Start with some weekly data for an ETF triplet analyzed in Ernie Chan's book:

`tickers = {"EWA", "EWC", "IGE"};
period = "Week";
nperiods = 52*15;
finaldate = DatePlus[Today, {-1, "BusinessDay"}];`

After downloading the weekly close prices for the three ETFs we divide the data into 14 years of in-sample data and 1 year out of sample:

  stockdata = 
          FinancialData[#, 
             "Close", {DatePlus[finaldate, {-nperiods, period}], finaldate, 
              period}, "DateList"] & /@ tickers;
    stockprices = stockdata[[All, All, 2]];
    isprices = Take[stockprices, All, 52*14];
    osprices = Drop[stockprices, 0, 52*14];

We then apply Amanda's JohansenTest function:

JT = JohansenTest[isprices, 2, 1]

We find evidence of up to three cointegrating vectors at the 95% confidence level:

Let's take a look at the vector coefficients (laid out in rows, in Amanda's function):

We now calculate the in-sample and out-of-sample portfolio values using the first cointegrating vector:

isportprice = (JT[[2, 1]]*100).isprices;
osportprice = (JT[[2, 1]]*100).osprices;

The portfolio does indeed appear to be stationary, in-sample, and this is confirmed by the unit root test, which rejects the null hypothesis of a unit root:

ListLinePlot[isportprice]

UnitRootTest[isportprice]

0.000232746

Unfortunately (and this is typically the case) the same is not true for the out of sample period:

ListLinePlot[osportprice]

UnitRootTest[osportprice]    

0.121912

We fail to reject the null hypothesis of unit root in the portfolio process, out of sample.

I'll press pause here before we go on to the next stage, which is Kalman Filtering.

Hi Amanda,

Your approach seems very promising.

On point 2: I made the assumption that you had to be getting (quasi) real-time data into MMA somehow and indeed this turns to be the case - a creative solution to the problem.

Of course, since you are only updating the model weekly you wouldn't need to use MMA at all during the week.

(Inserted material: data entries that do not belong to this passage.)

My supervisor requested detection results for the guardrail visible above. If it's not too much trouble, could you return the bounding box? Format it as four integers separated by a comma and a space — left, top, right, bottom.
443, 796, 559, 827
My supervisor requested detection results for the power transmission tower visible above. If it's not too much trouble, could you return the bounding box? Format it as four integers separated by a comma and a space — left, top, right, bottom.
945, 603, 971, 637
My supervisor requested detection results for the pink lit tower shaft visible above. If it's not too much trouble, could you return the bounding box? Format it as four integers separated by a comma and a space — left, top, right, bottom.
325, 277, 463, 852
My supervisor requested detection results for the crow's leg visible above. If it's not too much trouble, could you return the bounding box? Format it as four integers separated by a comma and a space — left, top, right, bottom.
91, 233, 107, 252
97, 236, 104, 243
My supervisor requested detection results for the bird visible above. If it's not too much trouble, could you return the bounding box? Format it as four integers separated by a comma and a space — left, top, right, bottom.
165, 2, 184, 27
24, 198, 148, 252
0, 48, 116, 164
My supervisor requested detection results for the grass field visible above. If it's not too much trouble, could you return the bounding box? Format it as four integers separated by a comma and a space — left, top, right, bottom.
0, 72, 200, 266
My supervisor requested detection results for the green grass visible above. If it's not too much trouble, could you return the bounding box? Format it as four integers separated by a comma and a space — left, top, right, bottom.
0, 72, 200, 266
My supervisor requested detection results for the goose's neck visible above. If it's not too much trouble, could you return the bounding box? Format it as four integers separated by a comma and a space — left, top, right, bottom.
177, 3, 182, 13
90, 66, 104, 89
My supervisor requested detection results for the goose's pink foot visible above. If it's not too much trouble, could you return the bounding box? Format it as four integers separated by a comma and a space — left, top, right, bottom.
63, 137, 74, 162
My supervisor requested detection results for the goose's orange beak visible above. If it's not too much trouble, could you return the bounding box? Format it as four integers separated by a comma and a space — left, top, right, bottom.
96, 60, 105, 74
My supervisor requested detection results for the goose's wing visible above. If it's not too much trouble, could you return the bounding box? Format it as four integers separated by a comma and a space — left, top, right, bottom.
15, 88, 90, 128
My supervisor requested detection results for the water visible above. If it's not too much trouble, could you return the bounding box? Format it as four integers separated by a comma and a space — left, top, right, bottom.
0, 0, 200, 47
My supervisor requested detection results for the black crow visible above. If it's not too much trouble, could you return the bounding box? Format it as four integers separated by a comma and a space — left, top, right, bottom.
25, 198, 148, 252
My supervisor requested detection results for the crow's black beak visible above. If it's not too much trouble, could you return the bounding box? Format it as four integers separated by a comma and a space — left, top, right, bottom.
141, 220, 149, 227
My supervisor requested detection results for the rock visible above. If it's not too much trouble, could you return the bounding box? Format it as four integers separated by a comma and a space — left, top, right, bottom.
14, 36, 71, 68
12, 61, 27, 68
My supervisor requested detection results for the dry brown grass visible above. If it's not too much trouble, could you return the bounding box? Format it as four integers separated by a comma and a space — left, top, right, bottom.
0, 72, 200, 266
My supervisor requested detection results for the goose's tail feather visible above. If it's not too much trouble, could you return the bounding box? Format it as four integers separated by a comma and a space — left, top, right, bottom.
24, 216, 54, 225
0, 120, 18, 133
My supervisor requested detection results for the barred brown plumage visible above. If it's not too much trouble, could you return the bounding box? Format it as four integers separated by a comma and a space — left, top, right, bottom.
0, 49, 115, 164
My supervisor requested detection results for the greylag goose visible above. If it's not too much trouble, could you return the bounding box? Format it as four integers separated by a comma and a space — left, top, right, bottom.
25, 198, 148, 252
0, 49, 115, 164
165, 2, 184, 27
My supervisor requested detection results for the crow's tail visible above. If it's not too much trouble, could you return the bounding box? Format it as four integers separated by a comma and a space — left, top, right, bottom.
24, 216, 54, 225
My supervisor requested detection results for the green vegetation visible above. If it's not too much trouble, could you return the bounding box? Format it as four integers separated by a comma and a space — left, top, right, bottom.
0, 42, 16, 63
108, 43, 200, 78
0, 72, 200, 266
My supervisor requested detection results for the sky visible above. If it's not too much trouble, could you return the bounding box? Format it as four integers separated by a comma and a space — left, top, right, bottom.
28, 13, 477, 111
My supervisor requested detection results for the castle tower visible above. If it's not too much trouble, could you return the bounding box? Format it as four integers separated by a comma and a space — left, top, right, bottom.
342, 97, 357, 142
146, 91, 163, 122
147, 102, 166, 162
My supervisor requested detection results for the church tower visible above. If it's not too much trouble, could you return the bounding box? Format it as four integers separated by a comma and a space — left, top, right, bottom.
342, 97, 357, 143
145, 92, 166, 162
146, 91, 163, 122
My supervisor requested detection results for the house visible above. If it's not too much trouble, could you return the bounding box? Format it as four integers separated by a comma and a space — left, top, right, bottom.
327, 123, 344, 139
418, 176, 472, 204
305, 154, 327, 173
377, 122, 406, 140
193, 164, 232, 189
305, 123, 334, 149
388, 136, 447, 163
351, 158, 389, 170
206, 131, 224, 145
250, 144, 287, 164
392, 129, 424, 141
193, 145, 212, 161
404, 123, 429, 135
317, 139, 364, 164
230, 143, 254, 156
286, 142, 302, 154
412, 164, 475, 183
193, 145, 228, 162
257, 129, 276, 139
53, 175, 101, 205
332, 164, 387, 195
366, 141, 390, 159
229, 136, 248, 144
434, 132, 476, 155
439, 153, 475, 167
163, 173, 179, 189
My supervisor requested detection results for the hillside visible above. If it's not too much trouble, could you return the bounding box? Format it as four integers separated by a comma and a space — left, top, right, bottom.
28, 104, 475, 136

Some trading platforms will allow you to place bids and offers for a synthetic contract according to a simple formula, where the betas are fixed (for the week). In other cases a simple api interface is provided to something like Excel. That would enable you to recalculate the entry/exit prices automatically tick-by-tick, if you wanted to, and would also eliminate the need for manual trading as the orders could be fired into the trading platform via the api.

There are the usual practical considerations that apply to any stat arb strategy. For instance, do you try to enter passively, posting orders on the bid and ask prices of the portfolio (treating it as a single synthetic security)? Another approach is to post resting orders for the individual ETF components at appropriate price levels then cross the spread on the other ETFs if you get filled on one of them. These execution strategies tend to apply more in the case of pairs trading. For more complex strategies involving multiple securities like yours they can be very tricky to implement and traders typically cross the spread on entry and exit, which is what is you are doing, I would guess.

Another question is how to treat open positions held over a w/e when models get updated. The original exit points will likely change. So you have some options there too: exit all positions by the end of the week; maintain the original exit prices (profit target and stop loss); or recalculate exit prices for existing positions once the models get updated.

Finally, one other important issue is whether to use prices or (log) returns in your cointegration model. I suspect you are using the former, as I did in my toy illustration. But the resulting portfolios are rarely dollar neutral and hence consume margin capital. On the other hand, if you use returns and create a dollar-neutral portfolio, rebalancing becomes more of an issue. In that case I suspect you would want to rebalance the portfolio at least once a day, or according to some more sophisticated rebalancing algorithm.

Nice work, Amanda.

Hopefully Wolfram will include more of these standard statistical tests in futures releases, to bring MMA to parity with comparable math/stats software packages.

I have written a few posts about using the Kalman filter approach in pairs trading (stat arb), for instance here and here.

I would certainly be interested to get your own take on the subject and any trading results you might care to share.